Sigrid Schmitz forscht im Bereich Gender Studies und zu dem Thema, welche Auswirkungen das Geschlecht auf den Zustand des Tragens hat. Es gibt vier Hauptnarrationen, wie sich der Mensch entwickelt und seine Fähigkeiten ausgebildet hat, die alle auf den gleichen Befunden basieren. Die erste Theorie besagt, dass die Männer für das Jagen und die Frauen für die Kinderaufzucht und das Sammeln zuständig waren. Eine andere Theorie geht wiederum davon aus, dass durch die enge Mutter-Kind-Beziehung die Gesellschaft teilen und sammeln lernte und somit die kognitiven Leistungen ausbilden konnte.

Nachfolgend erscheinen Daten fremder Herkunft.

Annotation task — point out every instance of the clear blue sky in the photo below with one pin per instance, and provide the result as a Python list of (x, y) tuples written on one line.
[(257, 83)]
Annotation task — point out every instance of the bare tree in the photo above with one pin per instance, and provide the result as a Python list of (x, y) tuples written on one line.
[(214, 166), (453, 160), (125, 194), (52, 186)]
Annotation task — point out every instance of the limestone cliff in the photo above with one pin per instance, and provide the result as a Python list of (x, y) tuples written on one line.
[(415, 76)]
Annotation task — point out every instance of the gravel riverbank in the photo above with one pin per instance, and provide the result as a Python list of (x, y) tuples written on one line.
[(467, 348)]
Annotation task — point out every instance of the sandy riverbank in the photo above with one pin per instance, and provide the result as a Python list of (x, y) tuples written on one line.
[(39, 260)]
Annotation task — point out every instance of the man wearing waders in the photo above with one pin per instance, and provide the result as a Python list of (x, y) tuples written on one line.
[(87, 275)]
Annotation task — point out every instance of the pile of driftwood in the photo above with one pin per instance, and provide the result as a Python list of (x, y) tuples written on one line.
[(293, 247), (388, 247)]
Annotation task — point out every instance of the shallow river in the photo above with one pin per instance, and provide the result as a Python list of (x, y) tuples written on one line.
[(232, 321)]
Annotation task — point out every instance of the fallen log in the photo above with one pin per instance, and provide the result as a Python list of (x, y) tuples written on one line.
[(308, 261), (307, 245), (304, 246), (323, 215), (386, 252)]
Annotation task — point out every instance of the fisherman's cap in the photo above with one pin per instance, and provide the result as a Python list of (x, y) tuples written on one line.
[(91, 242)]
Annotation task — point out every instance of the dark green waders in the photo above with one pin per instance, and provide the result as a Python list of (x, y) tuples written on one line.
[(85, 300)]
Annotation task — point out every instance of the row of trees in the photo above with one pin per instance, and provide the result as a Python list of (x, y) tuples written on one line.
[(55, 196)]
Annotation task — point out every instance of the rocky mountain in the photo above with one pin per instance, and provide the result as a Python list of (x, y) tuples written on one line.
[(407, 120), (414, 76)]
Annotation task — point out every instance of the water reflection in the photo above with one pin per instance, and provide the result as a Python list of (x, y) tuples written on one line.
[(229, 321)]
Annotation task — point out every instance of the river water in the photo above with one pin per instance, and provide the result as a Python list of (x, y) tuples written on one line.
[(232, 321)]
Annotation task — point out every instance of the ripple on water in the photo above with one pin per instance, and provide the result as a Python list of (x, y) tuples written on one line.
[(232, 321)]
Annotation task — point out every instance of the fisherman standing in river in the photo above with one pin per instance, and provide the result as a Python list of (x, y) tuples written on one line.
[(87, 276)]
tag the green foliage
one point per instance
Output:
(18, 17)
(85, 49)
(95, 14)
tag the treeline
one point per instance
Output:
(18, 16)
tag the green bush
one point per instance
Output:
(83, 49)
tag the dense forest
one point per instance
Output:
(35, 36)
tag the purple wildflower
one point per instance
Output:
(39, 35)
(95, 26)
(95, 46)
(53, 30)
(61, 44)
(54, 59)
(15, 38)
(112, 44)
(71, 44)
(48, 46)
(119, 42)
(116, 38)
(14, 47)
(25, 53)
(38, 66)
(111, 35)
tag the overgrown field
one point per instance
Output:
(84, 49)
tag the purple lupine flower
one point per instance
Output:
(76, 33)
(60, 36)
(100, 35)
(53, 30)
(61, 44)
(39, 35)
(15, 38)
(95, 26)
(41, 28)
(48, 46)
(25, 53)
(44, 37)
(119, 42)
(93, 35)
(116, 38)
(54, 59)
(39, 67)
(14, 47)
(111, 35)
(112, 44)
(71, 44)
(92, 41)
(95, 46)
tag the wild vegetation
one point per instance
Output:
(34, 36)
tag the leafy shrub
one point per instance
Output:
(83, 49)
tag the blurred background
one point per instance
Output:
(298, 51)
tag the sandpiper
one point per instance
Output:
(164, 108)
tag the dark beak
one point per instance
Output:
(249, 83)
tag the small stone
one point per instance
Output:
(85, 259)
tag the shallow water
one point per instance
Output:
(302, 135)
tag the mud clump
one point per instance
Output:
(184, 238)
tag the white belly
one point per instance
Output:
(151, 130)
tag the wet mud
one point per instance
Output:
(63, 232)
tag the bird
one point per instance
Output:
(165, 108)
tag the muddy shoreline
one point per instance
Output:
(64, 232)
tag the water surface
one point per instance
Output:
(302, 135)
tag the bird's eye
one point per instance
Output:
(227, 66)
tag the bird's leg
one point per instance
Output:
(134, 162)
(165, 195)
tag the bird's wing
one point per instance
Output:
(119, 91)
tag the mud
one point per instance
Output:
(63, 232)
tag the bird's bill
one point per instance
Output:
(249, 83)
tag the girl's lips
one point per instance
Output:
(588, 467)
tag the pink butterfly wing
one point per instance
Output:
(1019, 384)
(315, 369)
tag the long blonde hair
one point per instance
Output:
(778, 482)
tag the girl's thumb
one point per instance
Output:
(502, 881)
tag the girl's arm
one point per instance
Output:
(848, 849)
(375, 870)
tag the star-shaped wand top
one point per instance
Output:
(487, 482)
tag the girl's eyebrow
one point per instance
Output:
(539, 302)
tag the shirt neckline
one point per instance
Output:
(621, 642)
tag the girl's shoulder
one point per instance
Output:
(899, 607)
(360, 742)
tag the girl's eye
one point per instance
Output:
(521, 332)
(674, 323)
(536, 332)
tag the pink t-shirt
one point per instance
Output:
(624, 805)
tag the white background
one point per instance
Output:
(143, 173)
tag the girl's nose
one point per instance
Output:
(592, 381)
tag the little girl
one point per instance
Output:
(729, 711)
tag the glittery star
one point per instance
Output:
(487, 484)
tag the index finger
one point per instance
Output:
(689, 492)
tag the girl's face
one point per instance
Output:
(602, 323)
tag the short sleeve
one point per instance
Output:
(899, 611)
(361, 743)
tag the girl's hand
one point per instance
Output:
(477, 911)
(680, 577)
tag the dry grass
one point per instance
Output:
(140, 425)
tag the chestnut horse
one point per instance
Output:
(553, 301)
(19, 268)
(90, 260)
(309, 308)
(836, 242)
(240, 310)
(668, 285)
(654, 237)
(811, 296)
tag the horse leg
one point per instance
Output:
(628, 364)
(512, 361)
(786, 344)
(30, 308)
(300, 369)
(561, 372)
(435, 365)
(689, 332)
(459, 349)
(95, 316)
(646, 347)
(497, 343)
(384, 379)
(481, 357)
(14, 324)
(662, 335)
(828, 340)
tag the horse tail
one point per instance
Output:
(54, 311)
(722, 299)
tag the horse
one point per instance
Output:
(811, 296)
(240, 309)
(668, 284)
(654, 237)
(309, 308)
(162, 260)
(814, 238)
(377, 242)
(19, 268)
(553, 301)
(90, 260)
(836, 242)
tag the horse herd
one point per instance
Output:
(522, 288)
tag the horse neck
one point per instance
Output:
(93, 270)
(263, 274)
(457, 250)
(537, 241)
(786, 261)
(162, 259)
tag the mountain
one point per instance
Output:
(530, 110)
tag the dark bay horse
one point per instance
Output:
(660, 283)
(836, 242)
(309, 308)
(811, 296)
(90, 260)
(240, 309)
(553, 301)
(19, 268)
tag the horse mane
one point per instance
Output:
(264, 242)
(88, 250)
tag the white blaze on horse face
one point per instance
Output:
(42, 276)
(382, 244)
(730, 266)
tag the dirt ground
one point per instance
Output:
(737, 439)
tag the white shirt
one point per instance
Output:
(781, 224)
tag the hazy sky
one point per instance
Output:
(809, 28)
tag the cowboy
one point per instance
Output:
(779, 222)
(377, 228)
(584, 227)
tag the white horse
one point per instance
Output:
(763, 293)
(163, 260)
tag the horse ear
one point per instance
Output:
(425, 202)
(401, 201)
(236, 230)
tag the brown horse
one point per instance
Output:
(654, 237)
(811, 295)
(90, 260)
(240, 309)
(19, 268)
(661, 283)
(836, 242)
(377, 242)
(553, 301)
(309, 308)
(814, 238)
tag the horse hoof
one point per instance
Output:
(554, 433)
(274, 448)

Desweiteren gehen einige Theoretiker von einer monogamen Kleinfamilie aus, in der der Mann für die Nahrungsbeschaffung und die Frau für die Kinderaufzucht zuständig ist. Die vierte Theorie besagt, dass der Mensch ein Aasfresser war und somit keine geschlechtliche Arbeitsteilung notwendig war. Schmitz arbeitete heraus, dass die gleichen Befunde abhängig von der Zeit anders interpretiert werden, da die Wissenschaft den heutigen Zustand auf früher projiziert. So werden in den Grafiken, die unsere Vorfahren illustrieren sollen, die Frauen mit Kind dargestellt und die Männer beispielsweise mit einem Werkzeug.